Include type hints and error handling."
Copilot generated:
- Working implementation with pyloudnorm
- Complete type hints
- Error handling for edge cases
- Docstrings with examples
2. Debugging Through Conversation
When BPM detection returned 0.0, I described the problem:
"BPM detection returns 0.0. Librosa warning says:
'n_fft=2048 too large for input signal of length=2'
The stereo-to-mono conversion might be wrong."
Copilot:
- Identified the bug (
np.mean(audio, axis=0)was wrong for the array shape) - Fixed it with format detection
- Updated tests
- All tests still passed
3. Building Development Tools
I asked for a pre-commit quality check script. Copilot created:
./scripts/pre-commit-check.sh
🔍 Running pre-commit quality checks...
1️⃣ Formatting with ruff
2️⃣ Linting
3️⃣ Type checking
4️⃣ Tests
🎉 All checks passed!
This catches issues before pushing to GitHub Actions.

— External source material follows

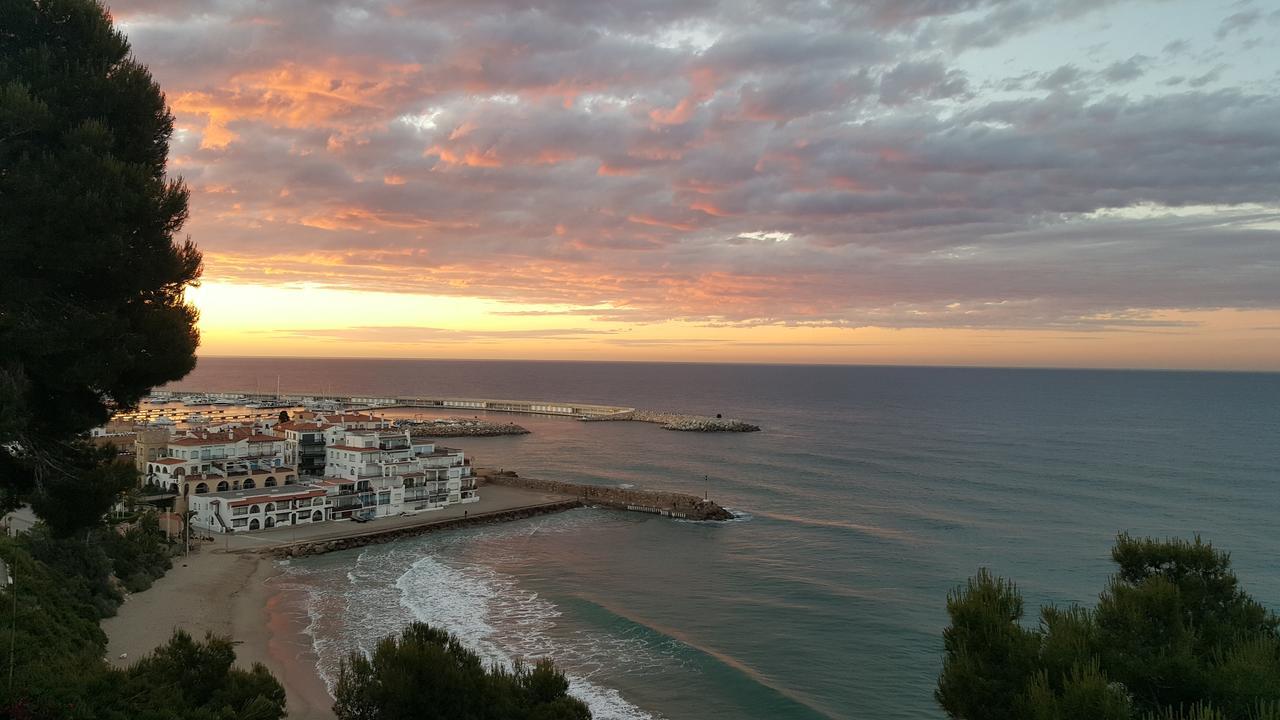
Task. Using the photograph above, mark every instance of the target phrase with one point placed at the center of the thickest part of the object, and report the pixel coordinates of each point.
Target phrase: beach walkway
(227, 588)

4. Testing and Documentation
I asked for tests using synthetic audio (not real files). Copilot created:
- 154 tests with 90% coverage
- Test fixtures generating sine waves and pink noise
- No real audio files committed (all synthetic)
For documentation:
- Sphinx setup with API docs
- Example gallery
- Terminal recordings with termtosvg
What Worked Well
Speed: Building features was much faster. What might take hours was done in focused conversations.

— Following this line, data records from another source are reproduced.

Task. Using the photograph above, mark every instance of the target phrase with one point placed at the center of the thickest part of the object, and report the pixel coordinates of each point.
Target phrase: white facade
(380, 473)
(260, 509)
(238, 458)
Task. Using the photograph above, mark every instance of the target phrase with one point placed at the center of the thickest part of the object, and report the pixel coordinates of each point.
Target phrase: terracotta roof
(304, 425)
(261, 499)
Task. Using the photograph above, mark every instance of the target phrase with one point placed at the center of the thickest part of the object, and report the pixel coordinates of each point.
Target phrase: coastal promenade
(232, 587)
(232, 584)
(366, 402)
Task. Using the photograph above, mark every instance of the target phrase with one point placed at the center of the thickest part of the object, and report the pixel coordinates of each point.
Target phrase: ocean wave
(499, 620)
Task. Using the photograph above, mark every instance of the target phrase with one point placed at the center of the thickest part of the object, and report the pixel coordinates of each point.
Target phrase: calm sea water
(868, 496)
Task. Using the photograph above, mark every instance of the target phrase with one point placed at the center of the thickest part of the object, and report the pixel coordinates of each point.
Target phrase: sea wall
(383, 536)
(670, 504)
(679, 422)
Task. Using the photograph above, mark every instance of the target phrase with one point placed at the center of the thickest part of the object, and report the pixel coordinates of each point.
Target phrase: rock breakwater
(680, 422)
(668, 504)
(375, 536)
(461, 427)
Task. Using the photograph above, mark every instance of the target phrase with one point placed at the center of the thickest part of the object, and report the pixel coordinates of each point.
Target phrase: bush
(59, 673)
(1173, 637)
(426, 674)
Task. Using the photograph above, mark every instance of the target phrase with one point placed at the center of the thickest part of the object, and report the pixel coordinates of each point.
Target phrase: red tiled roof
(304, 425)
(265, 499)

Code Quality: The generated code follows conventions I might have skipped:
- Type hints throughout
- Consistent error handling
- Complete docstrings
- Good test coverage (90%)
Learning: I learned audio processing concepts (EBU R128, Camelot wheel) by implementing them, not just reading documentation.
Context: Copilot remembered decisions across sessions:
- "Use Rich for output" → all commands used Rich tables
- "Only synthetic audio in tests" → no real files in the repo
- Consistent coding style throughout
Challenges
Not Magic: I still needed to:
- Understand what I was asking for
- Review and test the generated code
- Fix edge cases
- Make architectural decisions
Iteration: Sometimes the first solution wasn't quite right. I learned to describe problems clearly and iterate.

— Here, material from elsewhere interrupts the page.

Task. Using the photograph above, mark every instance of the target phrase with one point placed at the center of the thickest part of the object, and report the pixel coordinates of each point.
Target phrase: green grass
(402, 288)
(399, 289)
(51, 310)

Testing Real Audio: Synthetic test signals don't catch all edge cases. Testing with real audio files revealed bugs (like the BPM detection issue).
The Real Shift
Before: Think → Code → Debug → Test → Fix
With Copilot CLI: Think → Describe → Review → Test
I spent more time on what to build and how it should work, less time on syntax and boilerplate.
Metrics
The project includes:
- 750 lines of source code
- 154 tests (90% coverage)
- 19 modules (all type-checked)
- 3 CI/CD workflows (tests, docs, quality checks)
- Complete documentation with Sphinx
Built through conversations, not manual coding.
Lessons Learned
- Clear descriptions matter - The better I described what I wanted, the better the results
- Review everything - Generated code needs testing and validation
- Iterate naturally - "Actually, what if..." works well with Copilot
- Tests are essential - Having good tests catches issues in generated code
Conclusion
GitHub Copilot CLI changed how I approach development. Instead of typing code, I focused on describing problems and reviewing solutions.
mixref is a functional audio analysis tool. It does what I need it to do. The interesting part is how it was built—entirely through conversation.
Try it:
pip install mixref
mixref analyze your_track.wav
Source code:
github.com/Caparrini/mixref
Built with GitHub Copilot CLI and curiosity about AI-assisted development.